Um gramado de plantas nativas, por outro lado, fornece habitat para pássaros, insetos etc. Gramíneas locais extraem dióxido de carbono do ar e fixam-no no subsolo, têm raízes mais profundas e armazenam mais carbono. Em lugares secos como o sul da Califórnia não há razão para os gramados convencionais existirem: em meio à seca dos últimos anos, as prefeituras californianas estão oferecendo incentivos para os proprietários converterem seus gramados em vegetação nativa (6).
Biological invasions
Parece o título de um filme-catástrofe, mas é uma revista acadêmica publicada desde 1999 pela editora suíça Springer International Publishing. Biological Invasions tem diversos artigos sobre espécies exóticas invasoras. Biotic Homogenization of the South American Cerrado, por exemplo, fala sobre a invasão do Cerrado e discute como ela pode estar contribuindo para a homogeneização biótica. O Cerrado está sendo paulatinamente dominado pelas espécies não-nativas na forma de culturas cultivadas e pastagens, enquanto as espécies nativas estão cada vez mais ameaçadas de extinção devido a perdas de habitat e à alcalinização do solo ácido do Cerrado.
Figura x Fundo
Como vários críticos da cidade moderna notaram, na cidade tradicional barroca o fundo é os casarios das ruas, a figura é as ruas. As fachadas são uma massa sólida de edifícios que servem como fundo para as praças e ruas, espaços primordialmente públicos. Em Ouro Preto, por exemplo, os vazios não são infinitos: são figuras e têm forma, que nos é dita pelas testadas. A Praça Tiradentes, a principal área cívica da cidade, é um retângulo que tem quatro lados bem delineados: a Escola de Minas de um lado, a Casa de Câmara e Cadeia de outro, e os casarios de um pavimento nos outros dois. Uma convenção da cidade tradicional pode ser esquematicamente resumida como sólido=fundo, vazio=figura. As massas contíguas (sólidos) formam um ambiente (vazios), ou as estruturas cotidianas são um definidor das praças públicas.
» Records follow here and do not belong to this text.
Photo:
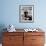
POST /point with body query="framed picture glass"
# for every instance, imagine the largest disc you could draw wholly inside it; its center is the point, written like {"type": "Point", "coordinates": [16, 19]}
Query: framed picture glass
{"type": "Point", "coordinates": [26, 13]}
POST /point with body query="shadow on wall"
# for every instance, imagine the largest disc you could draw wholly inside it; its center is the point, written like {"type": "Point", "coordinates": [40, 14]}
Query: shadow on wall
{"type": "Point", "coordinates": [2, 26]}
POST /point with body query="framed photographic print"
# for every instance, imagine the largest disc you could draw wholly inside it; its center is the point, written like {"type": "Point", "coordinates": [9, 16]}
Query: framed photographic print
{"type": "Point", "coordinates": [26, 13]}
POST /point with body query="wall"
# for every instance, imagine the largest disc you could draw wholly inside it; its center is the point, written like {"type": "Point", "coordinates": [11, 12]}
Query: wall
{"type": "Point", "coordinates": [9, 13]}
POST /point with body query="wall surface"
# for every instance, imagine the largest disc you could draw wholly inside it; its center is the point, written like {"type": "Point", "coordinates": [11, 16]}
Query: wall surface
{"type": "Point", "coordinates": [9, 13]}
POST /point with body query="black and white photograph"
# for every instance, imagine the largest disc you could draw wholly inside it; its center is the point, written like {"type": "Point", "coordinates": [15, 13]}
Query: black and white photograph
{"type": "Point", "coordinates": [26, 13]}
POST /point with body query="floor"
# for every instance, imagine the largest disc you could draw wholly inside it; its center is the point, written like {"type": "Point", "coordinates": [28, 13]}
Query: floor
{"type": "Point", "coordinates": [1, 44]}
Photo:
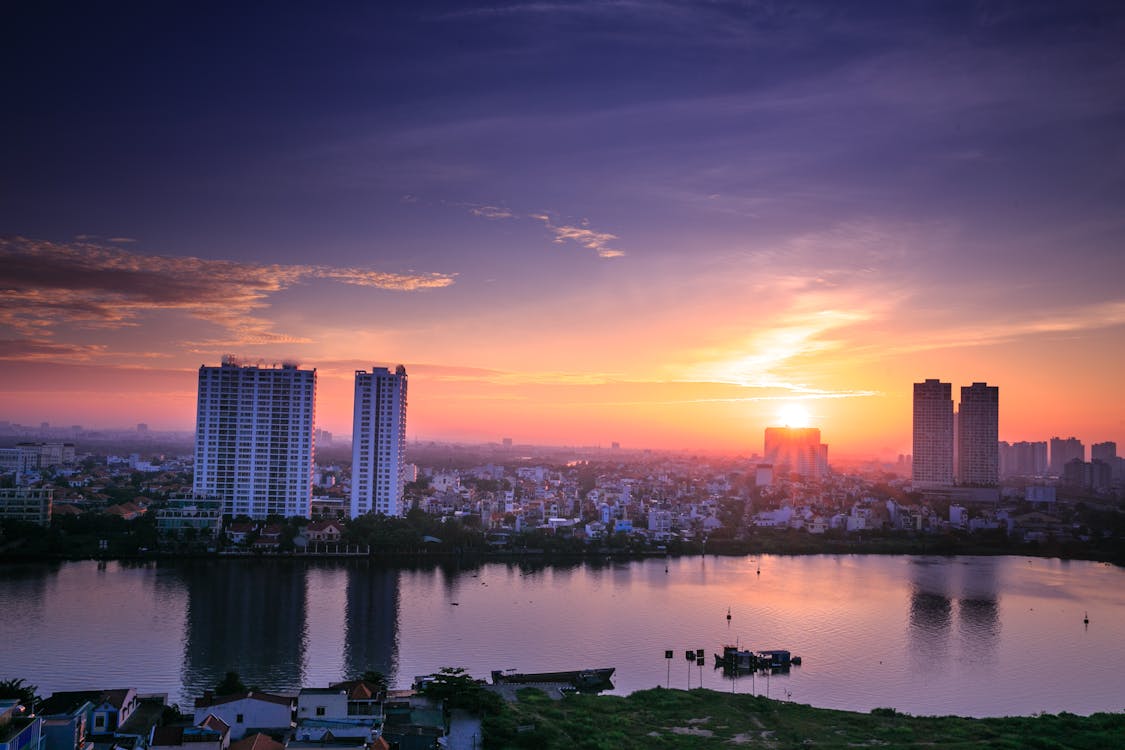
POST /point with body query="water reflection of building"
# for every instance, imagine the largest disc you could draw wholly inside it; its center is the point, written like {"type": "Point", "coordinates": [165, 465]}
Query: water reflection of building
{"type": "Point", "coordinates": [978, 611]}
{"type": "Point", "coordinates": [935, 586]}
{"type": "Point", "coordinates": [371, 622]}
{"type": "Point", "coordinates": [244, 616]}
{"type": "Point", "coordinates": [930, 611]}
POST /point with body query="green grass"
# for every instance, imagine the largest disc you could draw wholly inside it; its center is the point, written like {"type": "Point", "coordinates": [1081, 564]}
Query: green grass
{"type": "Point", "coordinates": [659, 719]}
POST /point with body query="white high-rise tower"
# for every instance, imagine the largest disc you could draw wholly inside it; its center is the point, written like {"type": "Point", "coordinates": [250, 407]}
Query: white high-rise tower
{"type": "Point", "coordinates": [379, 442]}
{"type": "Point", "coordinates": [254, 437]}
{"type": "Point", "coordinates": [978, 435]}
{"type": "Point", "coordinates": [933, 434]}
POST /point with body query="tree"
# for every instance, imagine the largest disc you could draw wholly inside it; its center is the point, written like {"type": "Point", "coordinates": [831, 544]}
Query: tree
{"type": "Point", "coordinates": [457, 689]}
{"type": "Point", "coordinates": [16, 688]}
{"type": "Point", "coordinates": [230, 685]}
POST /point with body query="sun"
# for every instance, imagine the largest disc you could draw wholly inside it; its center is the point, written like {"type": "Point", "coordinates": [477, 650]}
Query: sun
{"type": "Point", "coordinates": [793, 415]}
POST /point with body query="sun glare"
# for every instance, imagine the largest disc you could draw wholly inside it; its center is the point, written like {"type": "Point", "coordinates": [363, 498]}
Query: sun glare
{"type": "Point", "coordinates": [793, 415]}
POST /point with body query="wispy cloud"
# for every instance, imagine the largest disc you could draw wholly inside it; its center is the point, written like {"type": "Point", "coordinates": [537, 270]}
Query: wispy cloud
{"type": "Point", "coordinates": [45, 285]}
{"type": "Point", "coordinates": [583, 235]}
{"type": "Point", "coordinates": [492, 213]}
{"type": "Point", "coordinates": [579, 234]}
{"type": "Point", "coordinates": [30, 349]}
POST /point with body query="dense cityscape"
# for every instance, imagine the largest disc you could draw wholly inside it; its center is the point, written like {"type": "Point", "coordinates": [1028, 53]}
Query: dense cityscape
{"type": "Point", "coordinates": [255, 484]}
{"type": "Point", "coordinates": [640, 375]}
{"type": "Point", "coordinates": [262, 482]}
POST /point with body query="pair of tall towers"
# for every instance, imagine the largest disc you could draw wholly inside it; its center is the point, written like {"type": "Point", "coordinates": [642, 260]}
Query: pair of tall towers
{"type": "Point", "coordinates": [255, 439]}
{"type": "Point", "coordinates": [962, 446]}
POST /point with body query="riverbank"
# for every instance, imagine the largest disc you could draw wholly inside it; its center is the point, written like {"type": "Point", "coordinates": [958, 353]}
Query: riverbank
{"type": "Point", "coordinates": [707, 719]}
{"type": "Point", "coordinates": [791, 545]}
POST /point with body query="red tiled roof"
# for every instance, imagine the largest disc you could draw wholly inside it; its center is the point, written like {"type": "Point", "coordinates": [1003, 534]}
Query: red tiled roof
{"type": "Point", "coordinates": [215, 723]}
{"type": "Point", "coordinates": [258, 741]}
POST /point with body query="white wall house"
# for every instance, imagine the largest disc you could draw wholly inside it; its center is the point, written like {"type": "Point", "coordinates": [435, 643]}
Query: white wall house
{"type": "Point", "coordinates": [248, 711]}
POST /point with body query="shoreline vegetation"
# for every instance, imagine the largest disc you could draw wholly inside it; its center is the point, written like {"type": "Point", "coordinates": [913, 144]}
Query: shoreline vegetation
{"type": "Point", "coordinates": [936, 547]}
{"type": "Point", "coordinates": [668, 719]}
{"type": "Point", "coordinates": [421, 536]}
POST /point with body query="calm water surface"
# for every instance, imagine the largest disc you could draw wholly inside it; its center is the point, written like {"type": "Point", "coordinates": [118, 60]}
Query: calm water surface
{"type": "Point", "coordinates": [978, 636]}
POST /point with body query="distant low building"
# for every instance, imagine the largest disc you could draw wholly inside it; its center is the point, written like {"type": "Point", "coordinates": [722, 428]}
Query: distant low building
{"type": "Point", "coordinates": [27, 504]}
{"type": "Point", "coordinates": [181, 514]}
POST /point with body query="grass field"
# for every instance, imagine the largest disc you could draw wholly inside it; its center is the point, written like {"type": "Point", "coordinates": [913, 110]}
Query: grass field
{"type": "Point", "coordinates": [662, 719]}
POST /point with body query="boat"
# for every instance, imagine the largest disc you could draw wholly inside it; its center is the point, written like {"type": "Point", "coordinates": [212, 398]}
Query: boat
{"type": "Point", "coordinates": [581, 678]}
{"type": "Point", "coordinates": [744, 660]}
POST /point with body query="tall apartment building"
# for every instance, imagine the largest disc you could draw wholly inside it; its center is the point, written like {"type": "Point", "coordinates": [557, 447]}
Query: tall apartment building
{"type": "Point", "coordinates": [1106, 452]}
{"type": "Point", "coordinates": [1063, 451]}
{"type": "Point", "coordinates": [933, 434]}
{"type": "Point", "coordinates": [797, 450]}
{"type": "Point", "coordinates": [254, 437]}
{"type": "Point", "coordinates": [379, 442]}
{"type": "Point", "coordinates": [978, 435]}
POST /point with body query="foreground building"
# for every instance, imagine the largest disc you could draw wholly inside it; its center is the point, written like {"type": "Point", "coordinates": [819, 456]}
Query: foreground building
{"type": "Point", "coordinates": [379, 442]}
{"type": "Point", "coordinates": [26, 504]}
{"type": "Point", "coordinates": [254, 437]}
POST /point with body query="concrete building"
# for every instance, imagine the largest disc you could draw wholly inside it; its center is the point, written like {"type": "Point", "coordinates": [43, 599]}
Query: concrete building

A cidade moderna inverteu essa convenção radicalmente: cada edifício deve ter a importância de uma figura. Ao invés de compor um pano de fundo contínuo e homogêneo, os prédios agora são objetuais e têm a importância de um monumento. Antes, as fachadas ouro-pretanas eram contínuas e os vazios eram descontínuos, delimitados. Agora, os vazios são contínuos e os prédios são figuras, objetos. Têm quatro fachadas e todas as quatro são importantes e podem ser vistas de infinitos ângulos, enquanto os prédios anônimos de Ouro Preto só têm a fachada principal. Todo edifício moderno aspira a ser um monumento ilhado por espaços verdes; todos os blocos das superquadras querem ser figuras contra um fundo neutro (7).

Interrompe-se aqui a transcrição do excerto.